AD-backend agnostic system defining custom forward and reverse mode rules. This is the light weight core to allow you to define rules for your functions in your packages, without depending on any particular AD system.
Other
258 stars 62 forks source link

Tangents vs Cotangents #160

Open willtebbutt opened 4 years ago

willtebbutt commented 4 years ago

We don't currently maintain a distinction between tangents and cotangents in ChainRules. I've yet to come up with an example where it matters whether or not you do, but it would be good to understand this sooner rather than later.

oxinabox commented 4 years ago

The Swift folk used to make a distrinction, and then swapped away from it to treating them the same.

They are pretty smart about this, so I think we can follow their lead.
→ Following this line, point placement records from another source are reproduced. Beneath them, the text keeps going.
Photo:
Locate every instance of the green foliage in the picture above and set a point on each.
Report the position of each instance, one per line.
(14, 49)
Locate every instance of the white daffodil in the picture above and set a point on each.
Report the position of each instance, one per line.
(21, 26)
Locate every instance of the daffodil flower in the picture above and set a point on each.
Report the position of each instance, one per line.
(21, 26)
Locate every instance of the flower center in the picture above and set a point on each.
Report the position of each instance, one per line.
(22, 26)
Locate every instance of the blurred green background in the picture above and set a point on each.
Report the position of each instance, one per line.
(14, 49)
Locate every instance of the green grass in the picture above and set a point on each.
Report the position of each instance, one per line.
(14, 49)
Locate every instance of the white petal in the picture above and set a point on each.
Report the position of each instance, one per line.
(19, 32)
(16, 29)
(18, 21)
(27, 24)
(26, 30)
It would be good if someone could find their notes on that

nickrobinson251 commented 4 years ago

https://github.com/apple/swift/pull/24825 (and docs on their types https://github.com/tensorflow/swift/blob/master/docs/DifferentiableTypes.md)

willtebbutt commented 4 years ago

Good enough for me. I'm going to close this and move on with life.
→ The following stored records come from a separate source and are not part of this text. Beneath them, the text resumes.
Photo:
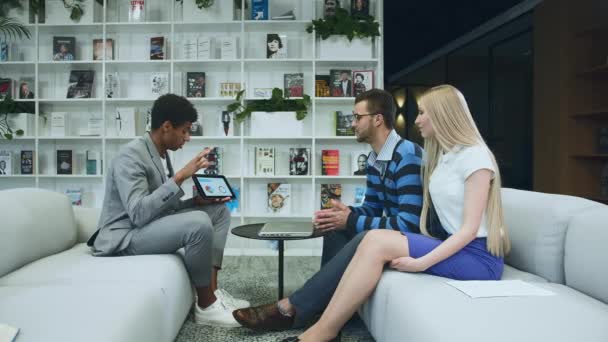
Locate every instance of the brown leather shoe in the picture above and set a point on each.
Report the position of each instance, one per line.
(263, 318)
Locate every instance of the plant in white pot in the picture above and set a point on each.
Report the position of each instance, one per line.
(277, 116)
(345, 36)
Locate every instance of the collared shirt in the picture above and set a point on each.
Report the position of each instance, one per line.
(380, 160)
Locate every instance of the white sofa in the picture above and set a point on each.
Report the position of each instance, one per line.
(559, 242)
(52, 289)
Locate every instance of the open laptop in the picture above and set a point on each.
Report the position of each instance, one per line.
(286, 229)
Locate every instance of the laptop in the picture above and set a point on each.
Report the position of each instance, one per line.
(286, 229)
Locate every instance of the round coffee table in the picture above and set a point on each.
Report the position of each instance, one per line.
(250, 231)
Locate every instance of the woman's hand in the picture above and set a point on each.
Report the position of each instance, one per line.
(409, 264)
oxinabox commented 4 years ago

Actually, maybe not. Looking at apple/swift#24825 many of their reasons don't apply to us. Because julia doesn't have a static type system. So perhaps this bears some more thought

sethaxen commented 4 years ago

Looking at the rules in ChainRules, we do use the tangents and cotangents differently. For the pushforwards, we always (I think) maintain the right type constraints and such so that the output of a function is tangent to the output of the primal. However, specifically for functions of AbstractArrays, we don't. In fact, the pullbacks are technically pulling back over a different primal function than the one we actually evaluated.

Many functions of abstract arrays in Base can generally be described as an embedding into the Arrays, followed by an operation, followed by another embedding into some other space. In the forward pass, those embeddings are implicitly used to project to the tangent at the primal values. The same should happen in reverse to project to the cotangent spaces. However, the general rrules implemented for AbstractArrays leave out the embeddings, instead behaving as though they were already passed something embedded into the Arrays. Consequently, the pullback does not project its output to the cotangent space of the input to the primal function. Since operations on differentials are linear, we can usually get away with this (that is, some pullbacks will project, others won't), so long as the constructor of the AbstractArray subtype eventually projects. (i.e., accumulate-then-project instead of project-then-accumulate). That inversion of the operation order basically stops working the instant a function of the abstract array effectively ignores its embedding into the arrays. Then the change in order matters. (e.g. calling .data in Symmetric, as discussed in https://github.com/JuliaDiff/ChainRules.jl/issues/191).

Sorry for the slight (co)tangent.